Page 10 of The Abominables


  “That’s right,” said Grandma, “and when an airplane comes, we must shout and wave our arms so they’ll see us.”

  “An airplane will come, won’t it?” said Ambrose. “With Con and Ellen in it?”

  “Of course it will,” said Uncle Otto. “There has just been some silly mistake.”

  “What sort of mistake?” asked Ambrose.

  “Oh, I expect they wanted to give us a treat so they …” But even Uncle Otto couldn’t think of a convincing explanation of how they had come by accident to this ghastly place.

  So they started to walk, forcing themselves forward through the gathering darkness, while the wind tore at them, their breath froze and formed icicles in their eyebrows and nostrils, and a deathly cold crept slowly but surely through their thick coats and into their very bones.

  After what seemed like many hours of struggling over the treacherous surface, Clarence stopped.

  “’Oise,” he said.

  And now the others heard what he had heard.

  “An airplane,” croaked Ambrose. “I knew Con would come.” But it was far too dark now for an airplane to be out looking for them. It was a strange sound, unlike any they had heard before. It was a deep groaning and creaking, as though some huge monster was turning in an unquiet sleep.

  Now Uncle Otto felt despair overwhelming him, for he realized what had happened. Instead of heading for land, the yetis had gone in the wrong direction and had come to the very edge of the Antarctic ice pack, and what they heard was the sea beating against it, driving new floes into it, breaking others off, sometimes gaining ground, sometimes retreating as the temperature dropped and the sea froze a bit more.

  But before Otto could warn the yetis of the terrible danger they were in, there was a sudden booming noise. It was a terrifying sound like the striking of a vast gong under their feet, and the shocked yetis saw a crack open and come rushing toward them, widening all the time. They leaped aside in a panic.

  “We must turn back,” cried Uncle Otto. They did turn back, wearily struggling over the torn and twisted ice, but they didn’t get very far. Utterly exhausted, at the end of their endurance, they collapsed into a miserable huddle, pressing close to one another to preserve a tiny bit of warmth. They could go no further.

  As the long polar night dragged on, the yetis told each other stories. They told each other all the gentlest, funniest stories, because they didn’t feel like too much adventure. Stories about Mole and Ratty in The Wind in the Willows and about Alice and the Mock Turtle and about Henry King who had swallowed little bits of String. And at last, wretched as they were, they fell asleep.

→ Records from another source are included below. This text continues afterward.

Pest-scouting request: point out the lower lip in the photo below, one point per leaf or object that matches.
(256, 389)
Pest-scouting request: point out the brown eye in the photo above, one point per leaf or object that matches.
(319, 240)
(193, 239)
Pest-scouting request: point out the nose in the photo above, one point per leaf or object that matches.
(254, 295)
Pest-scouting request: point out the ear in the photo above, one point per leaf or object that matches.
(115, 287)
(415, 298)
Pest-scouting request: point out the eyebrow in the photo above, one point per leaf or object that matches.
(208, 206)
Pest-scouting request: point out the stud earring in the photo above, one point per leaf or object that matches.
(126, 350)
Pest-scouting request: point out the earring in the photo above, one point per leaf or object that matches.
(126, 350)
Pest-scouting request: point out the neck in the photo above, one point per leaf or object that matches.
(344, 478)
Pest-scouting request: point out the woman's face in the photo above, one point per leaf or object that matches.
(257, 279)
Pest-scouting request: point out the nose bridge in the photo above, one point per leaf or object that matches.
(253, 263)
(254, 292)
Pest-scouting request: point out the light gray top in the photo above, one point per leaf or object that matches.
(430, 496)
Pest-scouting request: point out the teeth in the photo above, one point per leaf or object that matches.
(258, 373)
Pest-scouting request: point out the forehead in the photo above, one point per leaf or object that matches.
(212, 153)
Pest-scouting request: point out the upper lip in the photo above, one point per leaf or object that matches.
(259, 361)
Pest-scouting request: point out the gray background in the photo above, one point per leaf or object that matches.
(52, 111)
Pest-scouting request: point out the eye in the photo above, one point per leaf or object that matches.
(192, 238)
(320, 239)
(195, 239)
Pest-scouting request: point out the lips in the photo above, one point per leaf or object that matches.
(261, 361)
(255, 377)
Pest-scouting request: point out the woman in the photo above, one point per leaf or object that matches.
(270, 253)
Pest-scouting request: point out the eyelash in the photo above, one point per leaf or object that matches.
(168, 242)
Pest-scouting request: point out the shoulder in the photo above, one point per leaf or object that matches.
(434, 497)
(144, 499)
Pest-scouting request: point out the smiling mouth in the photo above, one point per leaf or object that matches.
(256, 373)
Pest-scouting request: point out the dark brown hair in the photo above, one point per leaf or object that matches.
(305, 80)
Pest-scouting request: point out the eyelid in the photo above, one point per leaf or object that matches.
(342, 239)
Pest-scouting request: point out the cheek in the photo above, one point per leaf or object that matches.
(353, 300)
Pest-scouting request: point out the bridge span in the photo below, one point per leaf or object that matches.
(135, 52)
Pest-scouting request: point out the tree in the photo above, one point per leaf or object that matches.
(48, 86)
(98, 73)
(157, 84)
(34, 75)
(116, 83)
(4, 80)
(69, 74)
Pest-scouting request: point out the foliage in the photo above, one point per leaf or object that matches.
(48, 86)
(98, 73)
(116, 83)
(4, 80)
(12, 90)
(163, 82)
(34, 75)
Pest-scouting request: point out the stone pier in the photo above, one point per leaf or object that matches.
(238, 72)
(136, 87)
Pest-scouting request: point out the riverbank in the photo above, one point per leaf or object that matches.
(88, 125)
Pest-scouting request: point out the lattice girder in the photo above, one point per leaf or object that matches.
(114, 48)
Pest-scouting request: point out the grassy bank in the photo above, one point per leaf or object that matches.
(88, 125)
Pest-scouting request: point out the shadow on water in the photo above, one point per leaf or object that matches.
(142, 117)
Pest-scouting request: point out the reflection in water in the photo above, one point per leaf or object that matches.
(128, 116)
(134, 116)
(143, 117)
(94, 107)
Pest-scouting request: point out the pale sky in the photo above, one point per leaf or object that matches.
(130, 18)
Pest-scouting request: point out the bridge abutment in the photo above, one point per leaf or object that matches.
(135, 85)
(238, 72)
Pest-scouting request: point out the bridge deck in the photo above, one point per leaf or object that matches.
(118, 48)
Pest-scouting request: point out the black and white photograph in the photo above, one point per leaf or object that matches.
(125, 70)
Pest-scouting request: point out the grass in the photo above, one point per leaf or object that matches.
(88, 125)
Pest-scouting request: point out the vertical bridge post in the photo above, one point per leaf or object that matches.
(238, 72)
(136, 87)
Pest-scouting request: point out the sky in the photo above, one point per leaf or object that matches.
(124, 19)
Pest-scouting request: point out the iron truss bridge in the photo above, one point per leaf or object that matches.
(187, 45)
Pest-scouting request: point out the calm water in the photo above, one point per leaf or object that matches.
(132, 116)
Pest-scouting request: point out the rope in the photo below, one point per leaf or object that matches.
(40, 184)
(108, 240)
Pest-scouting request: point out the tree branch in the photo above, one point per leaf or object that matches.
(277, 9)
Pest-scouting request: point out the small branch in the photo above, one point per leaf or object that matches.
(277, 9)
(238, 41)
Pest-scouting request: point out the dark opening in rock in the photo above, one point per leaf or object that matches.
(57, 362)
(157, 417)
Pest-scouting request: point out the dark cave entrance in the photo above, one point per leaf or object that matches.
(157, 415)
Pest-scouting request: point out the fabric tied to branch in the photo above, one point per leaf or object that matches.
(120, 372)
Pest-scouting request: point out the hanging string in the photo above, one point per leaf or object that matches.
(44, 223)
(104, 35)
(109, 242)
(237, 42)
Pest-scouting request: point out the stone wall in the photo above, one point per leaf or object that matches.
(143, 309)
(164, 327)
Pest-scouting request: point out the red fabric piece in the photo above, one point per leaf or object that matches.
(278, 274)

  But then a terrible thing happened. Lucy had stopped sleepwalking on the journey from Nanvi Dar. It is a thing you grow out of, like adenoids or sucking your thumb. But now, in her misery and fear, she got up, stretched out her arms, and began to totter—eyes open but unseeing—across the cruel ice toward the sea.

  She did not get far. A dark gash opened in front of her. There was a splash—a terrible one, like a submerging tank—and then Lucy, who could not swim a stroke, was sucked down into the icy, heaving waters of the coldest seas in the world.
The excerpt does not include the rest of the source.